Accountability journalism the $600M government-subsidized media won't tell you.

CBC’s Extra $150M Needs Budget Office Receipts

If Ottawa is handing the state broadcaster another $150 million, Parliament and taxpayers deserve a clear spending plan — not a locked drawer.

CBC managers standing beside a taxpayer cheque while the Parliamentary Budget Officer asks for receipts

Blacklock’s Reporter published a simple but serious accountability claim Thursday: CBC managers would not tell the Parliamentary Budget Officer how they plan to spend an extra $150 million. Blacklock’s reports the extra money raises the Crown broadcaster’s annual parliamentary grant to a record $1.6 billion this year.

That should bother every taxpayer, whether they like CBC programming or not. The question is not whether Canada should have public broadcasting. The question is whether a government-funded broadcaster can receive nine-figure increases while declining to provide clear answers to Parliament’s own budget watchdog.

Budget 2025 itself says the government proposed $150 million in 2025-26 for CBC/Radio-Canada to strengthen its mandate, better reflect Canadians’ needs, explore mandate modernization, and even examine possible Eurovision participation. Those are political choices. Political choices made with public money require public receipts.

The Liberal government often talks about strengthening institutions. But institutions are strengthened by accountability, not by insulation. If the CBC needs additional funds for local news, emergency broadcasting, French-language service, Indigenous programming or digital modernization, it should be able to publish the breakdown. If the money is for salaries, consultants, foreign programming, executive layers or audience-growth experiments, Canadians should know that too.

This matters especially because CBC sits inside a broader Liberal media-funding ecosystem.

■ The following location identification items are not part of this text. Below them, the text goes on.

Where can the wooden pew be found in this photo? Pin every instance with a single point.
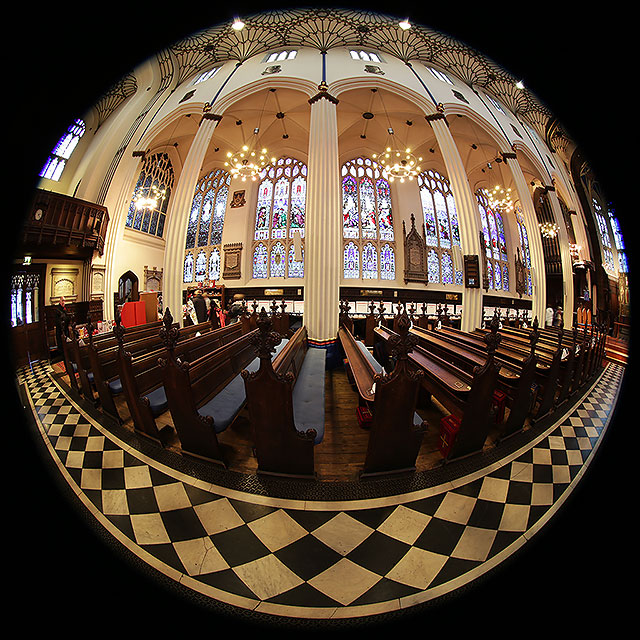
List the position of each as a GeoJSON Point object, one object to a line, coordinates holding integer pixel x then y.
{"type": "Point", "coordinates": [515, 378]}
{"type": "Point", "coordinates": [206, 394]}
{"type": "Point", "coordinates": [103, 355]}
{"type": "Point", "coordinates": [141, 377]}
{"type": "Point", "coordinates": [396, 430]}
{"type": "Point", "coordinates": [467, 396]}
{"type": "Point", "coordinates": [285, 399]}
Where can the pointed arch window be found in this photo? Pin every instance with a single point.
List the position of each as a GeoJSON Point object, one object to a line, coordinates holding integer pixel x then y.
{"type": "Point", "coordinates": [260, 261]}
{"type": "Point", "coordinates": [187, 272]}
{"type": "Point", "coordinates": [205, 224]}
{"type": "Point", "coordinates": [605, 238]}
{"type": "Point", "coordinates": [280, 220]}
{"type": "Point", "coordinates": [495, 245]}
{"type": "Point", "coordinates": [441, 227]}
{"type": "Point", "coordinates": [57, 159]}
{"type": "Point", "coordinates": [155, 181]}
{"type": "Point", "coordinates": [524, 247]}
{"type": "Point", "coordinates": [367, 221]}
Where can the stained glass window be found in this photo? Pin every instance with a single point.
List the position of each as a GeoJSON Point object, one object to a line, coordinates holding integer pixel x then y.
{"type": "Point", "coordinates": [57, 159]}
{"type": "Point", "coordinates": [351, 261]}
{"type": "Point", "coordinates": [623, 265]}
{"type": "Point", "coordinates": [495, 245]}
{"type": "Point", "coordinates": [201, 266]}
{"type": "Point", "coordinates": [188, 268]}
{"type": "Point", "coordinates": [205, 224]}
{"type": "Point", "coordinates": [214, 264]}
{"type": "Point", "coordinates": [367, 221]}
{"type": "Point", "coordinates": [260, 262]}
{"type": "Point", "coordinates": [387, 263]}
{"type": "Point", "coordinates": [296, 267]}
{"type": "Point", "coordinates": [433, 265]}
{"type": "Point", "coordinates": [278, 260]}
{"type": "Point", "coordinates": [524, 247]}
{"type": "Point", "coordinates": [280, 216]}
{"type": "Point", "coordinates": [607, 253]}
{"type": "Point", "coordinates": [441, 226]}
{"type": "Point", "coordinates": [155, 183]}
{"type": "Point", "coordinates": [369, 261]}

Ottawa subsidizes news organizations through tax credits and support programs, regulates online platforms through broadcasting and news laws, and funds the national public broadcaster directly. A government that spends heavily in the media space must be more transparent than ordinary departments, not less.

The Parliamentary Budget Officer exists so MPs can scrutinize spending before it disappears into departmental language. When a Crown corporation refuses or fails to provide a usable plan, MPs should not shrug. They should summon the documents, publish the line items and ask management to explain the deliverables.

At minimum, CBC should publish a plain-language table showing how much goes to news, entertainment, regional service, French-language service, Indigenous content, digital platforms, administration, outside contracts and executive compensation. That would not compromise journalism. It would prove management can distinguish public service from institutional self-protection.

Prime Minister Mark Carney’s government promised fiscal discipline while asking Canadians to accept higher debt charges, larger central spending pools and new national funds. CBC’s extra $150 million is a test case. If even the public broadcaster’s top-up cannot be explained clearly, why should taxpayers trust bigger promises elsewhere?

Defund, reform, or defend the CBC — Canadians can argue all three. But no serious democracy should accept “just trust us” as the spending plan for $150 million.

⚠️ Sources

Blacklock’s Reporter: CBC-TV Defies Budget Office; Government of Canada: Budget 2025, Chapter 3 — Protecting Our National Broadcaster; Parliamentary Budget Officer: Office of the Parliamentary Budget Officer.